Meet Barbara Dobkin
I did not come from a family of means but one with a deep tradition of giving. I can remember my grandmother telling me at an early age that if anyone asked me for money, they probably needed it more than I did. Later in life when we started earning money it came with recognition of our privilege and a deep sense of responsibility. But I wasn’t always strategic in my giving.
In the early years of philanthropy, when I got involved with my first few organizations, I always gave a set amount of $100 no matter what the donation requirement was. The minimum donation could have been $3, and I would give $100. I wasn’t as intentional about my philanthropy as I am today. For me, donor leadership isn’t about recognition; it’s about partnership, respect and commitment.
Too many donors stipulate requirements that are detrimental to the work of an organization. If donors respect what an organization does, they should not place a time limit on their support. Thinking that in three years an organization can devise a program, get it off the ground and begin to evaluate it is unrealistic. When donors, including foundations, fund only specific projects, the organizations pad their requests or are left to hustle to keep the lights on, pay the staff, cover insurance, etc. This is not to say that I never give designated grants. But when I do, I make sure there is adequate provision for overhead.
Gender has always been important to me. I grew up in the ‘50s, and experienced gender inequality in my everyday life. Too many people believe women’s issues no longer need support. While nothing could be further from the truth, this translates into a major funding crisis for organizations that work to empower women and girls. I know this funding crisis first hand as I’ve been on both sides of the table, as an employee of not-for-profits and as a board member of many.
For more than 20 years, I have encouraged women to step up to the plate with mixed results. Women and girls have endless potential to change global development, but donors must strive to be more strategic. We can’t just sit back and wait for change to happen. Women must step into our donor leadership and call on others to join us.
In 1993, I made my first BIG + bold $1 million gift to establish Mayan, a feminist organization to act as a catalyst for change for women in the Jewish community. That gift unleashed the power of my philanthropy. I have since made many gifts of $1 million, each targeted toward social change for women. My most recent gift went to American Jewish World Service, the leading Jewish human rights and development organization working to realize human rights and end poverty in the developing world.

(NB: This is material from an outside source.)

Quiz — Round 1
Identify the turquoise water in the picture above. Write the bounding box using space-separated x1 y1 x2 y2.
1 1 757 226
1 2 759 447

Ruth Messinger Describes the Impact
President, American Jewish World Service
Barbara is a leader in every sense of the word, and it is because of donors like her that organizations are able to not only survive, but thrive.
Barbara first got involved with American Jewish World Service (AJWS) as a donor. She joined a Study Tour to India that highlighted our work with a partner organization in women’s economic development and microfinance. On the trip she saw the exponential impact that increased funding could have for the women in the community, became a larger donor and eventually joined our board of directors and became its chair.
If you’ve worked in non-profits you know that not all directors or donors are created equal. As a donor Barbara understands that organizations must be able to make choices about their funding. She will say, “I know we are primarily a grant-making organization, but our advocacy work is critically important so if you can’t raise money for advocacy, let me help by targeting some of my funds to that purpose.” She otherwise doesn’t restrict her funding to specific programs or initiatives, and her intuition for long-term sustainability and generosity is invaluable to our growth. As a board member Barbara is an active champion in the world, leveraging her enthusiasm, visibility, and pledge to help bring other donors to the table for our organization and is involved with her board colleagues to make the organization as strong as it can be.
The women’s movement needs more sophisticated donors like Barbara – women willing to fully invest their time, treasure and talent for the advancement of women and girls.